We were extremely impressed by Minnesota’s wind farms — wind turbines as far as the eye could see, for miles and miles and on both sides of the road.
Oddly, it reminded me of being surrounded by whales in Frederick Sound.
We needed air in the tires anyway and had to make a pitstop, but how could we resist making that stop at the home of the Jolly Green Giant in Blue Earth, Minnesota?
Crossing into South Dakota, we timed it perfectly to get lunch across the street from the Corn Palace:
They resurface the facade each year IN CORN and have been doing so since the 1920s. This year’s theme is rock and roll.

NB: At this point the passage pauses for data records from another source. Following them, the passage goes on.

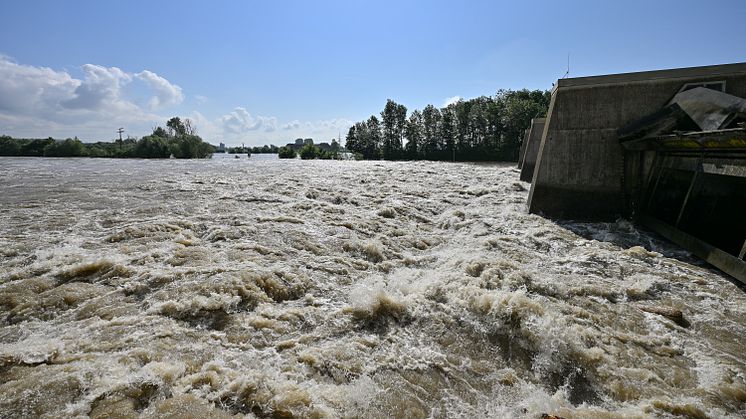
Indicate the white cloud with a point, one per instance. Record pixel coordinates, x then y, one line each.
295 124
165 93
240 126
451 100
240 121
101 87
41 102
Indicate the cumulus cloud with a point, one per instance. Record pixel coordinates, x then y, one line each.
240 126
451 101
240 121
165 93
40 101
26 89
100 87
295 124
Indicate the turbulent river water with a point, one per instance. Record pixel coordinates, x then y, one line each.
271 288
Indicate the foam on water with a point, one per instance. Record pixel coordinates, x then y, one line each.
342 289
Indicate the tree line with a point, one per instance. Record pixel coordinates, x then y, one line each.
178 139
487 128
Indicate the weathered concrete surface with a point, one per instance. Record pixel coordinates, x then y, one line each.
523 147
532 148
579 171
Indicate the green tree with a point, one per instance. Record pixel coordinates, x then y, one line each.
309 151
393 121
430 133
413 132
286 152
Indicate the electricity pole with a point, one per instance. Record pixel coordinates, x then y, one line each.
120 131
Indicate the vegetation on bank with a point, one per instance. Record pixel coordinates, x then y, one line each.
487 128
179 139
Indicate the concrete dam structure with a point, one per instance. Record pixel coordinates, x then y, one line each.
531 148
664 148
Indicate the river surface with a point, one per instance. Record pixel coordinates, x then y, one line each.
275 288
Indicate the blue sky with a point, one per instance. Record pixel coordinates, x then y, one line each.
268 72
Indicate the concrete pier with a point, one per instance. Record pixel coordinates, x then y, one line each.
579 171
533 140
666 149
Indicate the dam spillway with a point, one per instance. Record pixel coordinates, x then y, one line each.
685 181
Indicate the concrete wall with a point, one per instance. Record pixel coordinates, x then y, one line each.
523 147
579 172
532 148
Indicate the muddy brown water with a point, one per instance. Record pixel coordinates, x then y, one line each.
269 288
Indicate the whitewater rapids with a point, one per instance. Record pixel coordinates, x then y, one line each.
270 288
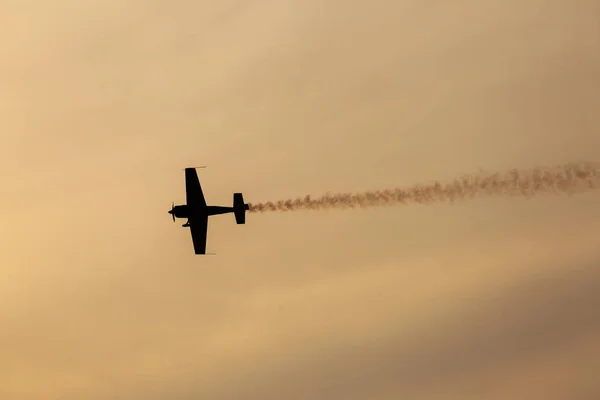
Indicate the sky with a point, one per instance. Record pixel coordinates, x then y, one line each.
103 103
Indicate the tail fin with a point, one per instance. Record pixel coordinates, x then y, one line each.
239 208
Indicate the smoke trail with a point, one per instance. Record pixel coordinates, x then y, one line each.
567 179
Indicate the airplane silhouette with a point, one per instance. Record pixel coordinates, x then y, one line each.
197 211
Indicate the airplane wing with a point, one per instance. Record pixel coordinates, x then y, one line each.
199 228
194 195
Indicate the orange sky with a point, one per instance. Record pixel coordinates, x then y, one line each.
103 104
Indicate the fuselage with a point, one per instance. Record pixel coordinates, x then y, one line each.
184 211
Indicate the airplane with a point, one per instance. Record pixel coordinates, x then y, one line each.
197 211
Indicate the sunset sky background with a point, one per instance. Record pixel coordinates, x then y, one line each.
103 103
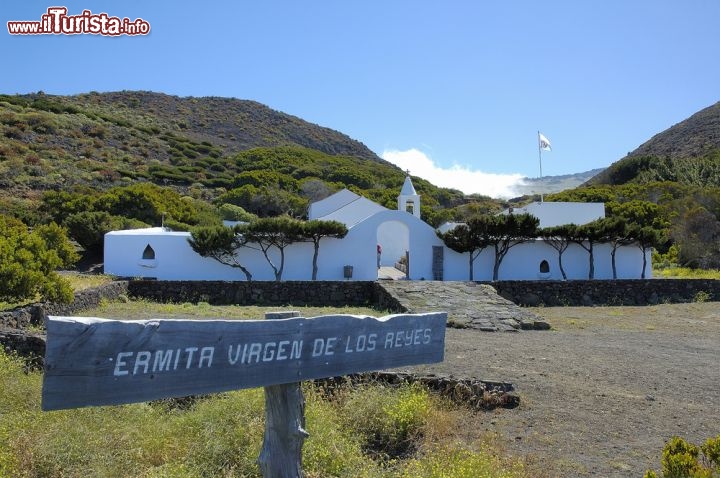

Just as remarkable as the corn facade was the fact that the interior consisted of a gymnasium full of people cheering at a tractor pull, at which young girls were competing to pull tractor loads. And more corn murals. You don’t get this in Princeton, New Jersey. We were dumbfounded.
I spared Grace a side trip to Brookings, South Dakota, even though I would very much have liked to see that town. My grandmother grew up in Brookings, where her father was the president of the university. (She hightailed it to Manhattan the moment she graduated.) But Brookings would have been a big detour, and we wanted to make sure we made it to Badlands National Park while there was still daylight. Soon after the turnoff for the Park we came across a prairie dog haven, where Grace could have happily spent the rest of the day:
They were pretty cute, but I was eager to get to the Badlands. The scenery was spectacular so you’ll indulge my multiple photos, please. I took some awesome panoramic shots, but they just don’t look good on this website so I’m skipping those.
Grace climbing a small mound…
…then sliding down it rather ungracefully:
Out of the Badlands and back onto the prairie:
The loop had taken a long time with our multiple stops, and we were pretty hungry by the time we got to Wall, SD, our stop for the night. As anyone who has driven across South Dakota on Route 90 knows, the most notable feature of that stretch of Route 90 is the hundreds of billboards for Wall Drug. Naturally, we had to check it out. Wall Drug is a bizarre collection of stores plus some odd attractions like a life-size moving T-Rex and some Western stuff.
We stayed at the best hotel in town (the Best Western), after a hearty meal at The Red Rock Tavern. I had initially regretted not reserving in time a room at the Cedar Pass Lodge in Badlands National Park, but when we passed it on the Loop Road it looked like some dumpy cabins, so it was just as well that they were full. The Best Western was fine.